19 Sep 2022 2 minute read
Wales’ Ben Davies (left), Gareth Bale and Joe Rodon during a Wales training session. Photo Nick Potts PA Images

Guidelines setting out the rights of footballers to protect how their personal performance data is used have been published on Monday.

World players’ union FIFPRO has released details of the Charter of Player Data Rights, which has been developed in consultation with the game’s global governing body FIFA.

The aim of the Charter is to create a framework which allows professional players to manage and access information about their performance and health data, in an age where technology is providing increasingly detailed insight which has obvious sporting and commercial value.

A FIFPRO survey of 119 male and female players in the summer of 2021 found 80 per cent wanted to have access to their data to improve their on-field performance.

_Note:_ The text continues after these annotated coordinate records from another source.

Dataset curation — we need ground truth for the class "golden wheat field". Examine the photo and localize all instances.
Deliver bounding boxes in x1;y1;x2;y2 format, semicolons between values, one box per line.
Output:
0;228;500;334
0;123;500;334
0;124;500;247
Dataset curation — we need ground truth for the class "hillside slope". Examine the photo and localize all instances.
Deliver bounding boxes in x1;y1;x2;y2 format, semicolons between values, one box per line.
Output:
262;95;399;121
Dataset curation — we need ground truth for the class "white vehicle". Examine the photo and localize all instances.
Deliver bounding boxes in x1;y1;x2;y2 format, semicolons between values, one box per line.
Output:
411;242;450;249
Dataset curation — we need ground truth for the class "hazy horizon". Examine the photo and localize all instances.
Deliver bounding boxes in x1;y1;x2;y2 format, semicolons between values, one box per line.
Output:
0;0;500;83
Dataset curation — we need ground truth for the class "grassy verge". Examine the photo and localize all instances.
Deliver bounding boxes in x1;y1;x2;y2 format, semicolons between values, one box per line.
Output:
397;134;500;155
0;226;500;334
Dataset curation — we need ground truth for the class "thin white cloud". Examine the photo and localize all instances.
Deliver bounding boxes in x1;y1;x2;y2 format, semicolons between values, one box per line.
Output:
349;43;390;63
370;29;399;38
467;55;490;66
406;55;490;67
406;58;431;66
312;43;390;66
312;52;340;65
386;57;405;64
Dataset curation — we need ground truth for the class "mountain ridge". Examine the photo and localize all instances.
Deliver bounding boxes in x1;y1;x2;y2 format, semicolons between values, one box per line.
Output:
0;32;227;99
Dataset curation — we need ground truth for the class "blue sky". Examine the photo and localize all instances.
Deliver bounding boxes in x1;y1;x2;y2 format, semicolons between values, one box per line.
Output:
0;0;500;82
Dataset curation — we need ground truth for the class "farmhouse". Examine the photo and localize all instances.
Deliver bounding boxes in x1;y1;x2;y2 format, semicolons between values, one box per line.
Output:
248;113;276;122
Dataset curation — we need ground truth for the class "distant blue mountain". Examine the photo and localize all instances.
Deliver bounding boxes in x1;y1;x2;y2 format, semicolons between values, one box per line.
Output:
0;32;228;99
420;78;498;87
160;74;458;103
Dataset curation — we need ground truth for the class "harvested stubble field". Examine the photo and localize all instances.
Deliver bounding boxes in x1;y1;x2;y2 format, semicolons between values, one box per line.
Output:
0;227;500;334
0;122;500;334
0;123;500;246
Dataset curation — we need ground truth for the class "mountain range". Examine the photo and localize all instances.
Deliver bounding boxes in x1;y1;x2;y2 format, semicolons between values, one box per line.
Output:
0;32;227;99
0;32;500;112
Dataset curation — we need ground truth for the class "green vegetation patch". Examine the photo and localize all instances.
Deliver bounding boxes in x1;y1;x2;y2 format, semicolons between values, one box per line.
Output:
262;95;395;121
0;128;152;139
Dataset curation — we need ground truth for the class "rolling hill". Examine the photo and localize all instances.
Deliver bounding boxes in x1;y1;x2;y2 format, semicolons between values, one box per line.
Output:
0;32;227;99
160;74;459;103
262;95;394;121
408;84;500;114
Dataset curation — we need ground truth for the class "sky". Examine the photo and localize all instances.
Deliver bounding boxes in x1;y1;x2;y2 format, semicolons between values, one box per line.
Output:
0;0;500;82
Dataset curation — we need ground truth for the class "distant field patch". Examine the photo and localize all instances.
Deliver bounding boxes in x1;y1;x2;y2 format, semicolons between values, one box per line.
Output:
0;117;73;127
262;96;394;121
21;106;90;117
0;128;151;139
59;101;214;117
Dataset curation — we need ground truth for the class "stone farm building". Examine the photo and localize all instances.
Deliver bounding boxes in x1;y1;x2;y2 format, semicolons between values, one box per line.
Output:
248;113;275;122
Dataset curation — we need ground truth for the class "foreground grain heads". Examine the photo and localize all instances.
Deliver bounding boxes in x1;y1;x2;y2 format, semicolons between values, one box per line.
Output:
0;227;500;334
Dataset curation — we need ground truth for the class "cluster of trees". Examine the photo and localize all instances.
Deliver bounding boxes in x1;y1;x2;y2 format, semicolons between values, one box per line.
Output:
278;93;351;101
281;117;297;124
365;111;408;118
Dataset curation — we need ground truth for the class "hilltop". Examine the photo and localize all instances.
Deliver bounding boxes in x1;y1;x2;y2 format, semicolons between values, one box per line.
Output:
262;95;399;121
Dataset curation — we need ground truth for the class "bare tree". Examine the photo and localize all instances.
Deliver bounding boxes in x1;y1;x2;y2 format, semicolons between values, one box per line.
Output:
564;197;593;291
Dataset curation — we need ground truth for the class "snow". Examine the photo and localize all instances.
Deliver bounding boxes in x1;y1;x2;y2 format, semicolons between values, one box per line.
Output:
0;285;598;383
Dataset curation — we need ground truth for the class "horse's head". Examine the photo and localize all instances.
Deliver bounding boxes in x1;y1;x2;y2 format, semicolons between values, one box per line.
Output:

But players remain concerned about how data is collected and used.

“As data becomes more valuable to those who work in and around professional football – not only to players and clubs but also to competition organisers, in-game technology providers, the media and entertainment industries – the need for clear and enforceable rules has become urgent,” FIFPRO said in a statement.

In the UK, legal letters have been sent to betting, gaming and data processing companies on behalf of more than 1,000 players, alleging their personal data has been sold on to these companies without their consent.

It is reported that the group, led by former Leyton Orient and Yeovil manager Russell Slade, is seeking up to £500million in damages.